Posted by Jenna Ebersole on July 29, 2015

With at least 12 telephone town hall events scheduled in the upcoming days and months, members of Congress expressed concern during a Tuesday hearing that the Federal Communications Commission was limiting their ability to reach constituents with telephone town halls.

A misunderstanding about existing robocall restrictions to cell phones sparked questions from lawmakers Tuesday. LegiStorm has tracked 310 telephone town halls in the last year alone, which represented 11.4 percent of a total 2,718 events.

In-person town halls make up the vast majority of the events - 79 percent in the last year - though telephone town halls can be difficult to track when they are announced only by robocall to constituents. LegiStorm monitors thousands of sources - tweets, press releases, newsletters, legislator web sites and unofficial sources - to collect town hall data.

Roll Call reported after the hearing that telephone town halls were effectively banned.
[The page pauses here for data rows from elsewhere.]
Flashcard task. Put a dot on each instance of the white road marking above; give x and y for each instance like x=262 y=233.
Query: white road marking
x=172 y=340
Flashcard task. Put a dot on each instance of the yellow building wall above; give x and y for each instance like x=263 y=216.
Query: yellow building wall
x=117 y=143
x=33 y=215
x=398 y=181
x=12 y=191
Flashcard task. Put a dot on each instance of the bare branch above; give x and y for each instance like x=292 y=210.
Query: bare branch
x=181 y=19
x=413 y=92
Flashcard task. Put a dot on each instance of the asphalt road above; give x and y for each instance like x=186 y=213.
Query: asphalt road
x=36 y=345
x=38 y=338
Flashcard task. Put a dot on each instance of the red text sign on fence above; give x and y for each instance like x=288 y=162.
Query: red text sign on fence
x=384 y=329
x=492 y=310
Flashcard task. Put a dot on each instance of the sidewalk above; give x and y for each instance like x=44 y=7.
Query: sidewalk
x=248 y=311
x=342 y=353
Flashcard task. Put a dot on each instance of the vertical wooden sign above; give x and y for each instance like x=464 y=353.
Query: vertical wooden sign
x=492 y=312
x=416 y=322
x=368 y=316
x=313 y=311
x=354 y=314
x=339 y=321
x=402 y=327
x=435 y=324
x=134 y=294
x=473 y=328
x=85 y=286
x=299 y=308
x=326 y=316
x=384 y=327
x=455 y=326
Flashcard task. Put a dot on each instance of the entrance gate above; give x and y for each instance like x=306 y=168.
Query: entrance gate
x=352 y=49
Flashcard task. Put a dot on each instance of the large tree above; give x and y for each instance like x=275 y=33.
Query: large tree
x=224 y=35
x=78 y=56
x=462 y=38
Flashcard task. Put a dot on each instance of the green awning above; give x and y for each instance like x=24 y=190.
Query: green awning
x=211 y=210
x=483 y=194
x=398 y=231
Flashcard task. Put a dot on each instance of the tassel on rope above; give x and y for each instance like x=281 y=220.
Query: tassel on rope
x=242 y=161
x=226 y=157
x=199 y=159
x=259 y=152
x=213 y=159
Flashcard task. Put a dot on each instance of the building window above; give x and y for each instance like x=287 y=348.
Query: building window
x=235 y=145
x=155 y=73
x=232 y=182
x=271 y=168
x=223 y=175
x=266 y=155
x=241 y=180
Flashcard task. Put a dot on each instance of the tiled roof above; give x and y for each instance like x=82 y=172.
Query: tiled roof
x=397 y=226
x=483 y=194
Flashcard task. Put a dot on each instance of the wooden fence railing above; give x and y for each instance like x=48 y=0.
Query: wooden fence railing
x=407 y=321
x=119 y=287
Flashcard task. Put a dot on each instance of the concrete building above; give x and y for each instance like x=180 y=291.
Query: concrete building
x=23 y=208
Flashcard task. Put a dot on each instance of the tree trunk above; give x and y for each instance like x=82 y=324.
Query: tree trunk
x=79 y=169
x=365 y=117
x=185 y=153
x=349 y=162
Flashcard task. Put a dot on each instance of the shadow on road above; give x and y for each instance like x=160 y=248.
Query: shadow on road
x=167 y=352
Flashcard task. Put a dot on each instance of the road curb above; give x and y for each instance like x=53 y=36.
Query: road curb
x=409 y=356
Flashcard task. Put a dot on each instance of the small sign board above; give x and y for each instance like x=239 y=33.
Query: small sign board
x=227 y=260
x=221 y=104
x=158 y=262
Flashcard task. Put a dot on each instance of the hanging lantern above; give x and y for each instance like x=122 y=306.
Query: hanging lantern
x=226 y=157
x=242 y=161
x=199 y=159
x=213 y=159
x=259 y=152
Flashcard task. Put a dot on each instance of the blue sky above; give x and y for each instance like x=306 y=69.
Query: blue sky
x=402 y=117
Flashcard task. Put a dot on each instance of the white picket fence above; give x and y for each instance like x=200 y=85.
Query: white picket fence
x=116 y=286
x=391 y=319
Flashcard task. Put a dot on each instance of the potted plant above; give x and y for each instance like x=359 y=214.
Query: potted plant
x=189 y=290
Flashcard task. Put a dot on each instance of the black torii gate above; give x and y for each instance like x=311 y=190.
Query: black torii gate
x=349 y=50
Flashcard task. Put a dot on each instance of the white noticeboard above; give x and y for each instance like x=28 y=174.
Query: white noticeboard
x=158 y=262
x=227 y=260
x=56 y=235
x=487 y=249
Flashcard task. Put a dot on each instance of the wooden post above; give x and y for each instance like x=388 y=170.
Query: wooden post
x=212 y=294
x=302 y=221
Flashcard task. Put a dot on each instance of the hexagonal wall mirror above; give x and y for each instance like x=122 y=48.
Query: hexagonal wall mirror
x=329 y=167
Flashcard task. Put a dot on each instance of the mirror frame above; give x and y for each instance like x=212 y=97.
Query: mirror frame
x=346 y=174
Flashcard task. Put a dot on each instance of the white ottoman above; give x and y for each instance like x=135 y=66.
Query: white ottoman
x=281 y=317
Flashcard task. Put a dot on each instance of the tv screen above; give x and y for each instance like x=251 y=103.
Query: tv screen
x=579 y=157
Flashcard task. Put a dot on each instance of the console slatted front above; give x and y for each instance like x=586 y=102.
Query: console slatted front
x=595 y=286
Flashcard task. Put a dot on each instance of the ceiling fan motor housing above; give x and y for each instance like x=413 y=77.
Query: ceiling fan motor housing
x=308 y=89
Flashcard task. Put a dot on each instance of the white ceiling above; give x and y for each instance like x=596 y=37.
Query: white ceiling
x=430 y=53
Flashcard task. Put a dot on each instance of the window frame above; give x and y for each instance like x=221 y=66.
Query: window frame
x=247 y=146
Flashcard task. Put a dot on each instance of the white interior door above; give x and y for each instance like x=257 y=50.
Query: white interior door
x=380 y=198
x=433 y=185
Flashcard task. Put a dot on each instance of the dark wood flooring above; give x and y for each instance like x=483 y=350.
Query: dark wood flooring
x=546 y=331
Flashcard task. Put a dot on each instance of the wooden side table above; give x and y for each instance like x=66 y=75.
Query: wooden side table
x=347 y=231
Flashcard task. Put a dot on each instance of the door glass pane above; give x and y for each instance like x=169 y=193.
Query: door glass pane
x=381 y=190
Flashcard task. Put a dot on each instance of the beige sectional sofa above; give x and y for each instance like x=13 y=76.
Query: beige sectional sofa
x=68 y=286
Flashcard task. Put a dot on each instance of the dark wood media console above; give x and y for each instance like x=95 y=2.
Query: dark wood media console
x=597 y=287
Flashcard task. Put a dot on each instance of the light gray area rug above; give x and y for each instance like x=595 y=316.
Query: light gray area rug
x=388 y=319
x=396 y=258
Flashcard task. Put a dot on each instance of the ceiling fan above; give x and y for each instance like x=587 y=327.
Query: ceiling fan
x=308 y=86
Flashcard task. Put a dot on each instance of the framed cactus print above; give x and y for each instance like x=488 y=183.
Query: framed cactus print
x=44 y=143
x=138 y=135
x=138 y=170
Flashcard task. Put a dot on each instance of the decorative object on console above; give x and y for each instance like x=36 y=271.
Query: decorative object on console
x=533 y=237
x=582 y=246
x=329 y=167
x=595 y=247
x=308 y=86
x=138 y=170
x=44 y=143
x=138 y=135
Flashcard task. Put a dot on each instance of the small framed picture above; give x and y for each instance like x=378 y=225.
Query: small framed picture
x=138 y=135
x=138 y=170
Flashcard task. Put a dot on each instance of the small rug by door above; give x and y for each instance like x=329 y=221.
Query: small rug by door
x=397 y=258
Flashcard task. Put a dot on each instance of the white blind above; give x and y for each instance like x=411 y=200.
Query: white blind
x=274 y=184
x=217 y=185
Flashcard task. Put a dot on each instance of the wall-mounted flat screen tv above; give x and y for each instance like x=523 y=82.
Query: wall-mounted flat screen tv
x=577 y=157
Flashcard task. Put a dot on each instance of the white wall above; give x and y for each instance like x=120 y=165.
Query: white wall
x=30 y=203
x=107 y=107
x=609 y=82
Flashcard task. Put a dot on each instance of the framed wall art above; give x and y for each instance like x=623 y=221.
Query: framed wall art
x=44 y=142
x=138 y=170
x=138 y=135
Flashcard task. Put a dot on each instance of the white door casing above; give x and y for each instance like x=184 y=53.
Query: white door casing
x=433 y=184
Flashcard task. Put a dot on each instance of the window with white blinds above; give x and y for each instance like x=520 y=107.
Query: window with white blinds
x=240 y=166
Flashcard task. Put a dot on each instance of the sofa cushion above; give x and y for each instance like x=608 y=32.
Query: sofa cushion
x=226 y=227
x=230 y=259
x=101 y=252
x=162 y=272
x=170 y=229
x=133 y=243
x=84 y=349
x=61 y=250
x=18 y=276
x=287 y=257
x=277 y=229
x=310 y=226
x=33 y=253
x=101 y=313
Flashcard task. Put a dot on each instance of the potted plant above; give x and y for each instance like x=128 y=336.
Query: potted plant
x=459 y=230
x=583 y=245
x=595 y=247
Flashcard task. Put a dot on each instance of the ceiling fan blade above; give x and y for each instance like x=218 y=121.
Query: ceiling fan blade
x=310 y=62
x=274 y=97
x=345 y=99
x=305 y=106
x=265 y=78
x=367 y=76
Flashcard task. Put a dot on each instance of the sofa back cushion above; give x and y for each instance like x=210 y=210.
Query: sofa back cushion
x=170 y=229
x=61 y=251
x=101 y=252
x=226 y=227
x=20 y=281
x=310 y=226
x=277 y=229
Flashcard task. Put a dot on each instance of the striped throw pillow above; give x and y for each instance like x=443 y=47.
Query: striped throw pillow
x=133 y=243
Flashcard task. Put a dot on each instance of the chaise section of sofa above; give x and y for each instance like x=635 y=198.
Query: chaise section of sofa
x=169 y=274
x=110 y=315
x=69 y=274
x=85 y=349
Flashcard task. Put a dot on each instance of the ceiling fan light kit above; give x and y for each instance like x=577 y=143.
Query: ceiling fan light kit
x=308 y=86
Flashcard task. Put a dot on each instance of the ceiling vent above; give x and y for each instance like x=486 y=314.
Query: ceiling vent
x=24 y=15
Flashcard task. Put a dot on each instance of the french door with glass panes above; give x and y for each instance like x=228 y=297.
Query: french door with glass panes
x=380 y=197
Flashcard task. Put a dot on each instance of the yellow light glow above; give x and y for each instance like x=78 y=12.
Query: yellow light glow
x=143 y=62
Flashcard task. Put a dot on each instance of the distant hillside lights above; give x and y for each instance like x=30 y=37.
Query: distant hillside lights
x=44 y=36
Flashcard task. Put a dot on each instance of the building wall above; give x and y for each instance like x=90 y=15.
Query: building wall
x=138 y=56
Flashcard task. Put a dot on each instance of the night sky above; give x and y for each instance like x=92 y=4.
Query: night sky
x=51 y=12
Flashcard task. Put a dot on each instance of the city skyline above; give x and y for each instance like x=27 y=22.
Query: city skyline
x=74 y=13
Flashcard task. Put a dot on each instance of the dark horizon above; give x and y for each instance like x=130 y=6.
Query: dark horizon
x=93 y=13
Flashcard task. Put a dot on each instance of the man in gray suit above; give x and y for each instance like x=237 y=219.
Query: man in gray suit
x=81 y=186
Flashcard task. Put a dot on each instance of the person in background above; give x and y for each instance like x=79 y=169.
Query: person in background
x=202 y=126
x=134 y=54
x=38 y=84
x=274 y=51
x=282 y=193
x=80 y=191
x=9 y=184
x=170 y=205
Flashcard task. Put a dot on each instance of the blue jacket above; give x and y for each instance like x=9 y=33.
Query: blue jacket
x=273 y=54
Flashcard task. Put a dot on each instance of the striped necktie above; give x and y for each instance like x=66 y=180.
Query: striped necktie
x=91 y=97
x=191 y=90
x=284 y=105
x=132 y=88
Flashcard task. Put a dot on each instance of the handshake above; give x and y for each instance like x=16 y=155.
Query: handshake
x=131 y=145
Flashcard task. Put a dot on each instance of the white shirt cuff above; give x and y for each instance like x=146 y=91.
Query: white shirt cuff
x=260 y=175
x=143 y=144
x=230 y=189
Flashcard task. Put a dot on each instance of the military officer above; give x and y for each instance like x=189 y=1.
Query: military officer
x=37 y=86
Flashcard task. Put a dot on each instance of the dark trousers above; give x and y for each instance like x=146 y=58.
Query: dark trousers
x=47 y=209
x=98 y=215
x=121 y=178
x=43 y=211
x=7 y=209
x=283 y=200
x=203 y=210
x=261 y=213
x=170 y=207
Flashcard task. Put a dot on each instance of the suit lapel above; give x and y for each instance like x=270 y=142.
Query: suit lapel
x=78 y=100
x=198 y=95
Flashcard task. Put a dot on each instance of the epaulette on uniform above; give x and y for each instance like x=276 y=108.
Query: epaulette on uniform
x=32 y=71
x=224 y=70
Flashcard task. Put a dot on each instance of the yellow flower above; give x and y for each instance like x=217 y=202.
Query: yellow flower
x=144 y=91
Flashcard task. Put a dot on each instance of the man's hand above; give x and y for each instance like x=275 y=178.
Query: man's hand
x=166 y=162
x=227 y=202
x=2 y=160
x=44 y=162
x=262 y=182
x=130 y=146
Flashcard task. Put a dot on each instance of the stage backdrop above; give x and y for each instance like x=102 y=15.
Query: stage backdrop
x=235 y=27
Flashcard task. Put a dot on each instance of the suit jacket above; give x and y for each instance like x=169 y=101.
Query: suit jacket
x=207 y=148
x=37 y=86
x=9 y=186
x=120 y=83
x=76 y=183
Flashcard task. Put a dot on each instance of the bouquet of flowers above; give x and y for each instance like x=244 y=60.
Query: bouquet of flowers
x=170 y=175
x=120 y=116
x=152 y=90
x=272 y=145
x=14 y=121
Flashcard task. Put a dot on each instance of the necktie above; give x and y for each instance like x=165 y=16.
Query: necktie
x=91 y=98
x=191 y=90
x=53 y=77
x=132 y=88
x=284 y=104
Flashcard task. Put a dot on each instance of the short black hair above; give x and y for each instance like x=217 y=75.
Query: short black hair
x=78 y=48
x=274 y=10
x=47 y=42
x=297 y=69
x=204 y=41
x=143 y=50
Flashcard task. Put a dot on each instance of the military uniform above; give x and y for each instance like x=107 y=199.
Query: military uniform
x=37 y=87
But at least one vendor, Tele-Town Hall LLC, clarified Wednesday that the rule against auto-dialing cell phone numbers is long-standing and the company dials cell numbers only if a constituent opts into the call. 

FCC spokesman Will Wiquist said Wednesday the restrictions are not new and have been in place since 1991. Although Wiquist said the FCC can't speak to the practices of companies managing the calls, he said many likely scrub their lists to ensure they are calling only landlines.

"As long as vendors for tele-town halls continue to adhere to the decades-old rules, use of these services should pose no issue," he said by email.